Devant la Cour, il a expliqué qu'il n'avait pas l'intention de critiquer le Prophète, mais de défendre une composante sociale "mal considérée et maltraitée", la caste des forgerons ("maalemines"), dont il est lui-même issu, traditionnellement au bas de l'échelle sociale.

Ex-colonie française devenue indépendante en 1960, la Mauritanie est une République islamique où la charia (loi islamique) est en vigueur mais dont les sentences extrêmes comme les peines de mort et de flagellation ne sont plus appliquées depuis environ trois décennies.

La peine de mort n'y est pas officiellement abolie mais la dernière exécution remonte à 1987, selon Amnesty International. Jusqu'à l'affaire dite "Ould Mkheitir", le pays n'avait pas connu de condamnation à mort pour apostasie.

Amnesty International demande l'annulation de sa condamnation

"La Mauritanie doit annuler la condamnation à mort prononcée contre un blogueur déclaré coupable d’apostasie, et le libérer sans condition", a déclaré Amnesty International le 20 avril, avant son audience d’appel prévue pour le 21 avril dans la ville de Nouadhibou (sud-ouest du pays).

Mohamed Mkhaïtir, 33 ans, a été condamné à la peine de mort en décembre 2014, après avoir passé un an en détention provisoire, pour avoir écrit un billet de blog critiquant ceux qui utilisent l’islam pour introduire des discriminations à l’égard de certains groupes de la société.

Mohamed Mkhaïtir est la première personne condamnée à mort pour apostasie depuis que la Mauritanie a accédé à l'indépendance en 1960.
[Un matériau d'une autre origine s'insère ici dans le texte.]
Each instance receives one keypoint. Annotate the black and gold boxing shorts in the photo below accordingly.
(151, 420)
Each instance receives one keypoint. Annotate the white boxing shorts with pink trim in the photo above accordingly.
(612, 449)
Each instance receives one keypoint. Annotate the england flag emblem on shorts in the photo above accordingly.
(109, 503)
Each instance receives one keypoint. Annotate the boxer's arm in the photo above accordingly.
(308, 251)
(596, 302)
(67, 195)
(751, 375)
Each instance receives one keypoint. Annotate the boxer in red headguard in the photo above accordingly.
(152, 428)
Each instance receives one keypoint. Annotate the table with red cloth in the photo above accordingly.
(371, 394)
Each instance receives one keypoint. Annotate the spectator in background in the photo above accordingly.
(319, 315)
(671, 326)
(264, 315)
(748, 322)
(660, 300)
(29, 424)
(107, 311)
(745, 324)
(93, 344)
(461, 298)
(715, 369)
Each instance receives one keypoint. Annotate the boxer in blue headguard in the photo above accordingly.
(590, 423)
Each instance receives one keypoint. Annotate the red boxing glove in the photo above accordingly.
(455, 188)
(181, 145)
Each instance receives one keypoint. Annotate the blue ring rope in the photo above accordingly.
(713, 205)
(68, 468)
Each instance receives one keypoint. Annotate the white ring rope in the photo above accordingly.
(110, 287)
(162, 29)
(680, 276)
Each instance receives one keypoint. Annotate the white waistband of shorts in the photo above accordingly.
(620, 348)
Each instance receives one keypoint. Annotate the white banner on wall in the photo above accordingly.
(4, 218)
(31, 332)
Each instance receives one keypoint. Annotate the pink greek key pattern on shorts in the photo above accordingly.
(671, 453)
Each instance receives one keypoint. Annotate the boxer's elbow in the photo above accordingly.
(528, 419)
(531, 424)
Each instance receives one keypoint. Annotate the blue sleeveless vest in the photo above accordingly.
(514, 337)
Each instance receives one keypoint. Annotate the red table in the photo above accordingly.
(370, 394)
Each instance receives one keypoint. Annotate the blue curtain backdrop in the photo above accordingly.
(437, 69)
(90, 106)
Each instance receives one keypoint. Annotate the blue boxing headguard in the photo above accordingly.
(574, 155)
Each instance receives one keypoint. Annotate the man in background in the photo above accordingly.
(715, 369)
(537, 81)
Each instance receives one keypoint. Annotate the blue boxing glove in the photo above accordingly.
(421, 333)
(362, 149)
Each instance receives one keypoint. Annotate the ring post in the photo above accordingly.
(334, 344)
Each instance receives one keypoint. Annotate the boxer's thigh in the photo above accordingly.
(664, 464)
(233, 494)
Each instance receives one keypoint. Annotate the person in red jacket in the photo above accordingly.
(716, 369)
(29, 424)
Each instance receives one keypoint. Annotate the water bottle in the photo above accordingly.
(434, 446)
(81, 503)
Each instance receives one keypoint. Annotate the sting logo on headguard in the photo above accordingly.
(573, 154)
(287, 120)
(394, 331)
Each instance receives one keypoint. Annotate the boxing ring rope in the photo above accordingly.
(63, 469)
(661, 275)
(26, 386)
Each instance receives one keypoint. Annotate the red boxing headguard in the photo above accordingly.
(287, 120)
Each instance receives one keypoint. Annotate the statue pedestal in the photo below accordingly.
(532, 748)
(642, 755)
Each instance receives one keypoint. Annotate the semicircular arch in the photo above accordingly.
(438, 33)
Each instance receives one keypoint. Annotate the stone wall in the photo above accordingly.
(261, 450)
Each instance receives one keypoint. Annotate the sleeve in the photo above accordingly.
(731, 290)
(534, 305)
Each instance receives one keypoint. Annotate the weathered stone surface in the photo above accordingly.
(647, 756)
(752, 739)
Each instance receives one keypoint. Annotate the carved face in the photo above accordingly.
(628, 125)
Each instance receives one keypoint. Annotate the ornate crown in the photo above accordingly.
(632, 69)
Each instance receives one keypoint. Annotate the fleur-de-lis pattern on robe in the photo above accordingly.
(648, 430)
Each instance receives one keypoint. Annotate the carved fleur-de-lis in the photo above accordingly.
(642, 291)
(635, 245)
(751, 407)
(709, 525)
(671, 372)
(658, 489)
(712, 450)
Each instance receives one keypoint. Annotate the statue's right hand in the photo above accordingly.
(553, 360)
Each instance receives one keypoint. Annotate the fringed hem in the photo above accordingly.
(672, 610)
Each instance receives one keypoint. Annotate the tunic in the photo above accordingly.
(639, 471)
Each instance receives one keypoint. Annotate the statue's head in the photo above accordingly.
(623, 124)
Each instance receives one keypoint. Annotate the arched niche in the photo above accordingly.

"La peine capitale ne doit être utilisée sous aucune circonstance. La condamnation de Mohamed Mkhaïtir à ce châtiment, pour avoir écrit un billet de blog critiquant ceux qui utilisent la religion à des fins de discrimination, est injuste et montre jusqu’où les autorités mauritaniennes sont prêtes à aller pour essayer d’écraser la dissidence", a déclaré Gaëtan Mootoo, spécialiste de l’Afrique de l’Ouest à Amnesty International.

"Les autorités mauritaniennes doivent annuler cette condamnation et libérer cet homme immédiatement et sans condition", a-t-il ajouté.

"Mohamed Mkhaïtir est un prisonnier d'opinion, uniquement emprisonné pour avoir exercé de manière pacifique son droit à la liberté d'expression", ajoute le communiqué de presse, "Amnesty International estime que le recours à des sanctions pénales dans le but d’imposer des convictions religieuses est une atteinte au droit international relatif aux droits humains, et en particulier à la Charte africaine des droits de l’homme et des peuples, à laquelle la Mauritanie est partie."